Christian Guay-Poliquin
Las sombras fugaces
Traducción de Luisa Lucuix
Volcano, 2022
 
"Desde la avería, el suelo ya no tiembla bajo los cargamentos de madera de los tráileres, pero todavía hay mucho tránsito por los bosques. Están todos aquellos que se refugiaron en sus casas de campo o en sus campamentos de caza. También los que tratan de establecerse en alguna parte, lejos de las aglomeraciones y de las carreteras nacionales. En todas partes, la gente desconfía, la gente es calculadora, la gente va armada. El resto solo pende de un hilo. Por eso es por lo que yo prefiero las profundidades del bosque a los encuentros arriesgados por los caminos".
 
Al principio, lo único que queda es el ruido del viento en los árboles y el crujido de la gravilla bajo los pasos. En ese silencio suspendido -el silencio de un mundo quebrado por un apagón interminable-, un hombre camina con la esperanza de alcanzar el campamento donde cree que está su familia.
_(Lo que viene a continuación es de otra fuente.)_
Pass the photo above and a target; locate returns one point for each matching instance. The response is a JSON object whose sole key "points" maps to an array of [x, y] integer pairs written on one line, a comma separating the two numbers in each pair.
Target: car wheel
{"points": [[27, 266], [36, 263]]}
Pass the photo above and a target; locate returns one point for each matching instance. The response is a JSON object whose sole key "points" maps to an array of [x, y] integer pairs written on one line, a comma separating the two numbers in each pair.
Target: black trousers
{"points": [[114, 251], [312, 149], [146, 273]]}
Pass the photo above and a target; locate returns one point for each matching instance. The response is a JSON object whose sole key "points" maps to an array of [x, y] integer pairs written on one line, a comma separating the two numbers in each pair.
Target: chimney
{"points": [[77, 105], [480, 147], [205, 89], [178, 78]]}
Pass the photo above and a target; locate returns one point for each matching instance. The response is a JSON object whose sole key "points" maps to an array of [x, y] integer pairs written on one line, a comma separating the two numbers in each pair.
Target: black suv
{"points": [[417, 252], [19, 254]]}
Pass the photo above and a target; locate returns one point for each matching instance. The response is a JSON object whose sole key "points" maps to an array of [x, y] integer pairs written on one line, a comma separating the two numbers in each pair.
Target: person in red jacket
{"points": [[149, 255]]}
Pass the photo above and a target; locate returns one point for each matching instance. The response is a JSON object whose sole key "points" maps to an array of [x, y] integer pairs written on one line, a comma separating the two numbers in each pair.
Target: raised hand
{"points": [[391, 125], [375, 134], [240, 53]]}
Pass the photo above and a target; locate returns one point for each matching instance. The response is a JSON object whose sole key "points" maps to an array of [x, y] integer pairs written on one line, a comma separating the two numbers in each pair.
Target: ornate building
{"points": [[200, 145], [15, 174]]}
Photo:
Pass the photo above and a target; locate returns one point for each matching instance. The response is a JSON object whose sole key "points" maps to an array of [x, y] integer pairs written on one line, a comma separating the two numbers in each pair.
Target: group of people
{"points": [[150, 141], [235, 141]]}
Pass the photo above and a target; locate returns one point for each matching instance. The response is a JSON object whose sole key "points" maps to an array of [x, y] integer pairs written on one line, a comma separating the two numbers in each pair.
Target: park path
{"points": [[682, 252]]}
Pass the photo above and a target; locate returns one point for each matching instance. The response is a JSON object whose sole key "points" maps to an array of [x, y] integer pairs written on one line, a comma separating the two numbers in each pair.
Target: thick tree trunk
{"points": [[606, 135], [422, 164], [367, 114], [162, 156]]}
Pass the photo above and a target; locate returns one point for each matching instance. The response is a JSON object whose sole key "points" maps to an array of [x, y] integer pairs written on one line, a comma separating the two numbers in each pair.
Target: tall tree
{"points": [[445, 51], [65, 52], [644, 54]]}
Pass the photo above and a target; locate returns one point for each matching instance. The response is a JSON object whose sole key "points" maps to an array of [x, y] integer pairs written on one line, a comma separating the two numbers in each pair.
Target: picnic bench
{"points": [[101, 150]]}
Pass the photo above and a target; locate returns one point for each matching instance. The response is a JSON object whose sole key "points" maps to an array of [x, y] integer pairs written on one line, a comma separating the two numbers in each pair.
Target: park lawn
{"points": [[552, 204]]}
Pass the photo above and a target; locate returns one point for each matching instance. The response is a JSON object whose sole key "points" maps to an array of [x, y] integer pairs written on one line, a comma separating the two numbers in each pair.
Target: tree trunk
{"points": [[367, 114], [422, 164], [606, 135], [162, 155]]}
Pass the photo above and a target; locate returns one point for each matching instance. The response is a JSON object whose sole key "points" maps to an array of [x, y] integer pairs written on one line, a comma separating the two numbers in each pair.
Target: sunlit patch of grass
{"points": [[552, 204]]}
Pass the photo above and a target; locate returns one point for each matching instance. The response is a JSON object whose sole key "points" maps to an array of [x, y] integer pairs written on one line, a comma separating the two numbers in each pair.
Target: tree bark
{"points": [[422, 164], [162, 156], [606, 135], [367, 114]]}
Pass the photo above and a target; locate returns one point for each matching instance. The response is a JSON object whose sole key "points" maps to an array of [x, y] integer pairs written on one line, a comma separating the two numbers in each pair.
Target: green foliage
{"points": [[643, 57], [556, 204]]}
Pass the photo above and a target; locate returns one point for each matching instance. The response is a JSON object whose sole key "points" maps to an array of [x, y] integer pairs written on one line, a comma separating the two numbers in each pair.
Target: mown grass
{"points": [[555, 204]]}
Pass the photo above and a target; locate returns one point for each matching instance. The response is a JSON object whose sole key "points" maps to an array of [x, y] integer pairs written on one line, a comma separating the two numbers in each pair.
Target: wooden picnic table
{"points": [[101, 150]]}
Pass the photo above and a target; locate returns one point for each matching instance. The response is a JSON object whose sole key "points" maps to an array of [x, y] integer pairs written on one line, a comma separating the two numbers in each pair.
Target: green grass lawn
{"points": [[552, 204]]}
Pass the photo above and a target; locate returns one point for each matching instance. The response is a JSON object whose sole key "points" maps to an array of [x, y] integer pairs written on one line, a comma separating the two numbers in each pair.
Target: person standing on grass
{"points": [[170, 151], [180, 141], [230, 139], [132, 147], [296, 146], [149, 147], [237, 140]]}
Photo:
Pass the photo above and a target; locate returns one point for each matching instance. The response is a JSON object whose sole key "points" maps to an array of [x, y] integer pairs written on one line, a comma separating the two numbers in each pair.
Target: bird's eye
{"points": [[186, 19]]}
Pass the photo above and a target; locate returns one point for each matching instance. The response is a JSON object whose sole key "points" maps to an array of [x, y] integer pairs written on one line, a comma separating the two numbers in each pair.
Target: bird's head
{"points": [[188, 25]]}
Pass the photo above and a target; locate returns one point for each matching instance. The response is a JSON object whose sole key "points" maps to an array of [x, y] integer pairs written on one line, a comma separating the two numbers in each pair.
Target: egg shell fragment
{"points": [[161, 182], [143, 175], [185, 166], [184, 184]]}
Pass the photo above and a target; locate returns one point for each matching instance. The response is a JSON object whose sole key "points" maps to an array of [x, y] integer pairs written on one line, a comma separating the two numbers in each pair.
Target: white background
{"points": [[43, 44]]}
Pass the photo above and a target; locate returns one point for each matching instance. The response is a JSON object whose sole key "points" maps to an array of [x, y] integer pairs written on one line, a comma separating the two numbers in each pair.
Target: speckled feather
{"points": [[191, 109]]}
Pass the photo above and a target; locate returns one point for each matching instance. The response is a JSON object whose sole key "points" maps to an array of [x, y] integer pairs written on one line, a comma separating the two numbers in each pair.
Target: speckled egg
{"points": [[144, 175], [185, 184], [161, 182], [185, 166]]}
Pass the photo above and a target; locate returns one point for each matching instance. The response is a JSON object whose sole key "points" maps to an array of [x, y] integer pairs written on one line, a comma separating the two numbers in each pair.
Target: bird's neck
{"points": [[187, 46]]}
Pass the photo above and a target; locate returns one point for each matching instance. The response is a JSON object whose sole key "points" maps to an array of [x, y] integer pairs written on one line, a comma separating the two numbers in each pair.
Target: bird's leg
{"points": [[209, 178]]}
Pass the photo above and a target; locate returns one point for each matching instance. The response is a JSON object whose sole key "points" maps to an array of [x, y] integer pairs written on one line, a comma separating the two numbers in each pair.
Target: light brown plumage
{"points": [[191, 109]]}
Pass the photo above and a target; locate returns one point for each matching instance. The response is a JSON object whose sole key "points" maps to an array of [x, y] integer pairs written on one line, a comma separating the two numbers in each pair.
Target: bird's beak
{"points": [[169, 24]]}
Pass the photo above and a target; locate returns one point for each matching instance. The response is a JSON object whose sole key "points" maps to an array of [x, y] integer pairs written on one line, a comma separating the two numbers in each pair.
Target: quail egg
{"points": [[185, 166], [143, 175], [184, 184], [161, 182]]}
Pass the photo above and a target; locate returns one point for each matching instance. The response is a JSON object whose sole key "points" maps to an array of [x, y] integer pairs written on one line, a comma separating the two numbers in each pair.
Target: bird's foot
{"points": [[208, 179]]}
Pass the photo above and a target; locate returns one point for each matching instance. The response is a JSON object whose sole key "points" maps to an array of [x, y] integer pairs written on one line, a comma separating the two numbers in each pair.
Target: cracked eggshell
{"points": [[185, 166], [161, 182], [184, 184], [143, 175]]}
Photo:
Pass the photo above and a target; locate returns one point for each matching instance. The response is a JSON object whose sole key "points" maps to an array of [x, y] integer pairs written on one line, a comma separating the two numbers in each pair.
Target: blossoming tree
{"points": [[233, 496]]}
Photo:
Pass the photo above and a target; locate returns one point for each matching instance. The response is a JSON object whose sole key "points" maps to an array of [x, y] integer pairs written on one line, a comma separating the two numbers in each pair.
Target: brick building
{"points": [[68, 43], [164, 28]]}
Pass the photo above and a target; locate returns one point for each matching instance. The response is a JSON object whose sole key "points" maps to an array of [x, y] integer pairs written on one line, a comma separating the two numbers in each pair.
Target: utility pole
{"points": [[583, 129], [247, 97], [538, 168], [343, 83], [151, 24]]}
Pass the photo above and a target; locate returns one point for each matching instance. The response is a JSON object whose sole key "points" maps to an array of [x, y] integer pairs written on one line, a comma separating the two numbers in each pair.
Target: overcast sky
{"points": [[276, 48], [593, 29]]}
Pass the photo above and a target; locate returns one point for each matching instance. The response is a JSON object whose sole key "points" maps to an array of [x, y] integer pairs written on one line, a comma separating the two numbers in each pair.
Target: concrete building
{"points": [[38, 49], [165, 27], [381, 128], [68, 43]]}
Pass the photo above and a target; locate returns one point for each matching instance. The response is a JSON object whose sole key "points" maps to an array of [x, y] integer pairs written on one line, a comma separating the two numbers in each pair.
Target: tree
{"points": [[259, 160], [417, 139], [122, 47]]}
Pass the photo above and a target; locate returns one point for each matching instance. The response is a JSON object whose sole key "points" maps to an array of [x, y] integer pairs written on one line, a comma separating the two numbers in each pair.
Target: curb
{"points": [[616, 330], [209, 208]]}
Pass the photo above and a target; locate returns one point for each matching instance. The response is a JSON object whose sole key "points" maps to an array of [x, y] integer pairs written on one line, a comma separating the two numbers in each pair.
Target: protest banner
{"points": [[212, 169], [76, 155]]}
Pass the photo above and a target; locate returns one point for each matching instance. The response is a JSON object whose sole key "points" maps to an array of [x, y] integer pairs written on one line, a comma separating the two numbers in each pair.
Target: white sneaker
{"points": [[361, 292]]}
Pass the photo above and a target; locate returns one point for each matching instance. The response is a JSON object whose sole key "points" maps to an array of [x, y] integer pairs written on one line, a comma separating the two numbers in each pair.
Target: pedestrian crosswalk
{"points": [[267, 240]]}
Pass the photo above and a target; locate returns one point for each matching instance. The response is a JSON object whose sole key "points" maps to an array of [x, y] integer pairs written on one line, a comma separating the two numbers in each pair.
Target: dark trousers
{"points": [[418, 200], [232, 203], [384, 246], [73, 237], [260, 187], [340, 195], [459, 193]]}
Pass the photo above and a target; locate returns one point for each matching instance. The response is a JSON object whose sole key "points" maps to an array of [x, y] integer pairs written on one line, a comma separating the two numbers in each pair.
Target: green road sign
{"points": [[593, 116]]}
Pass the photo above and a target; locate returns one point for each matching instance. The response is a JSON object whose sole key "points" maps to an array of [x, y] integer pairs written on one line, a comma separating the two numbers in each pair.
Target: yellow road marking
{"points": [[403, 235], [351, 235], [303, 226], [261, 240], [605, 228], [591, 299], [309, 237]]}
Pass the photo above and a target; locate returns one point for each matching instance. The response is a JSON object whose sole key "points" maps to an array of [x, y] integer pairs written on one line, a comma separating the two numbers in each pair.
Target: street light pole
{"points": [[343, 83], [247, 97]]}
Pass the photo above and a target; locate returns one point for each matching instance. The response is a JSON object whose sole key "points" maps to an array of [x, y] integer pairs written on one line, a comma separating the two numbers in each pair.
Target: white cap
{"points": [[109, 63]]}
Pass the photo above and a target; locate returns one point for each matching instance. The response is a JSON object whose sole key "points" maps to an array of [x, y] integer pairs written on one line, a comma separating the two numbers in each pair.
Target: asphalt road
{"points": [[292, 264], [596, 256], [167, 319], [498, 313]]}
Camina solo, hasta que aparece Olio.

El niño surge del bosque como un espectro, silencioso, observador, desconfiado. No parece perdido, ni asustado. Está ahí, simplemente. Y desde ese momento, sin palabras y sin pactos, empieza una relación que será el hilo que sostenga al protagonista mientras el paisaje se oscurece aún más. Olio, con su terquedad silenciosa, no solo acompaña: desafía, exige, y en cierto modo, humaniza. Lo obliga a recordar que aún hay otro. Y que ese otro importa.

No es una novela de acción, pero está llena de movimientos, de trayectos, de encuentros cargados de tensión. Con humanos, también con lobos. Una historia de supervivencia en un contexto de crisis de la civilización, pero no una historia más. Christian Guay-Poliquin no nos ofrece explicaciones, ni consuelo, ni redención; nos sumerge en un universo sombrío con una prosa contenida, casi minimalista. Cada capítulo es un día más con vida, cada personaje un espejo posible del miedo y del deseo de seguir adelante. Y sin embargo, a través del vínculo con Olio, aparece algo que no puede nombrarse con facilidad. No es esperanza, pero sí es una forma de persistencia que no se explica por la lógica de la supervivencia. Es la necesidad de no perder del todo la capacidad de cuidar. De proteger a alguien. De caminar junto a otro, aunque no sepamos hacia dónde.